California's Native American tribe offering real-money online Bingo
November 8, 2014
The Santa Ysabel Band of Diegueno Mission Indians of the Santa Ysabel Reservation, the Iipay Nation of San Diego County, is another of the Native American tribes in California that has pushed the envelope as far as online gambling concerns. The golden state, California, does not seem interested in getting involved in online gambling regulations even when the state next door, the state of Nevada, is already offering these types of services under Nevada’s gaming legislation. The Iipay Nation has started to offer online real-money bingo from its website; the tribe has been very clear before making this step, as it represents the need for California to regulate online gambling industry and a real difficult challenge as the tribe is going against federal legislation.
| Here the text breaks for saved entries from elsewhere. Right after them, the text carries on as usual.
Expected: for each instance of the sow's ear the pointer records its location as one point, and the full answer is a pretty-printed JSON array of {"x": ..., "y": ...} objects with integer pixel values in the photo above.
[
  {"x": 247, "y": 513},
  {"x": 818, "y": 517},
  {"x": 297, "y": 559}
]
The organization has stated the goal of the tribe on its website: “House-banked games and slot machines are defined as Class III games, and can only be offered in a tribal casino upon agreement with the state through a Tribal-State Gaming Compact. Santa Ysabel has had such a compact with the state since 2005, but has no plans to offer Class III gaming through its interactive website.”
The tribe is making efforts to finally launch an online poker room in the state but California does not seem to be in any kind of hurry; California is thinking on introducing some sort of online gaming legislation that would allow online poker rooms, but nothing else. The Iipay Nation of Santa Ysabel has already started offering real money online gaming this week at its site DesertRoseBingo.com. The bingo room is already functioning as the tribe is offering Class II gaming services, which means poker and bingo under the Indian Gaming Regulatory Act (IGRA) of 1988, completely out of state or federal legislation; this could explain why some California’s Native American tribes are starting to get ready. The legal consequences for any of these tribes are still there but the tribes seem to have found some sort of ambiguity in the Indian Gaming Regulatory Act (IGRA). Gambling lawyer Ian Imrich said: “Some legal commentators believe that limitations in tribal-state regulatory compacts and provisions in the Indian Gaming Regulatory Act (IGRA) limit the ability of tribes to accept wagers from off Indian lands. They also argue that IGRA must be amended in order to address internet gaming in this setting”.